「B社が最も自分の家を高く評価してくれた。うれしい! B社に任せよう」と思ってしまいませんでしたか。

「もしかしたら5000万円で決まるかも」と任せてしまう可能性が高くないでしょうか。ここがポイントです。

 先ほどの4400万円、5000万円、4000万円という価格は、その会社が自らその金額で買うと言っているわけではありません。「これからその金額で買主を探します」と言っているにすぎません。

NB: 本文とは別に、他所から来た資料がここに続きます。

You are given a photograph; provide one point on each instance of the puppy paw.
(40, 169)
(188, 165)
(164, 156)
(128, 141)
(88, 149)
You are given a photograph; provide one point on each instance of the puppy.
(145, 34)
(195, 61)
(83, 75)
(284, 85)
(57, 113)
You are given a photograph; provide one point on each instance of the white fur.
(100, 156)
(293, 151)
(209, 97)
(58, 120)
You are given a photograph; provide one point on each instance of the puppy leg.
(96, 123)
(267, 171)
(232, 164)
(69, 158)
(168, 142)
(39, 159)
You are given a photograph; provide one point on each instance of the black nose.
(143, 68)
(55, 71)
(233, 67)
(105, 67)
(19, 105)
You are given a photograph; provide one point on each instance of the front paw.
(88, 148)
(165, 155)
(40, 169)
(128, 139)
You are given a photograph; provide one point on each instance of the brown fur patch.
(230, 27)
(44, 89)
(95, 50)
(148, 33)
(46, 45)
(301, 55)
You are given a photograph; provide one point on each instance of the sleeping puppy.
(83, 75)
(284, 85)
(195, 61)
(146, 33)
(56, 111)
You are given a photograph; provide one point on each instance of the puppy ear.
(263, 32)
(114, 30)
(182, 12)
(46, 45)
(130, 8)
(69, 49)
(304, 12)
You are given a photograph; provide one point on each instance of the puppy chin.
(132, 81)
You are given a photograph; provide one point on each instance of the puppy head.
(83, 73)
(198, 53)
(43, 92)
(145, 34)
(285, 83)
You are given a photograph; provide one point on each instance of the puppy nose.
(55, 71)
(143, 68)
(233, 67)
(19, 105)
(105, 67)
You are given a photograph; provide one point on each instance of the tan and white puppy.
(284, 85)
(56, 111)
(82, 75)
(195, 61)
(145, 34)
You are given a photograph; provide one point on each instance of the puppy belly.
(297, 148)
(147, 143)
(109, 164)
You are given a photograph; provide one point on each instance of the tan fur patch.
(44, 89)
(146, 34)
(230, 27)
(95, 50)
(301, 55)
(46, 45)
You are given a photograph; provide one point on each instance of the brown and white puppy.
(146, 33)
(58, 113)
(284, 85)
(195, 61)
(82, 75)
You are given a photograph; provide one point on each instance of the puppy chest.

 その価格で買主が見つかるという保証はどこにもありません。

 結局、一番高く出してくれたB社に任せたとします。3社の競合に勝利し、専属専任媒介契約を見事獲得できたB社の担当者は目的を達成しました。しかし担当者本人は、もちろん5000万円では到底売れないことを知っています。「この金額で買ってくれる買主が現れればラッキー」くらいに思っているでしょう。

 キチンと広告は掲載していますが、案の定、お客様からの問い合わせはなく、内見予約も実際の内見もない日々が続きます。

 レインズには掲載しているので、同業他社からは「物件はまだ販売中ですか? うちのホームページに情報を載せたいのですが」という電話がよくかかってきます。しかし、B社のような業者は自ら専任媒介で預かった物件を他社のホームページに掲載することは許可しないことが多いです。

 業者によっては、本当はまだ購入申込など入ってはいないのに「現在申込が入っています」などと嘘の返答をしたり、大胆にもはっきりと「しばらくは他社さんでのご紹介はできません」と言ったりします。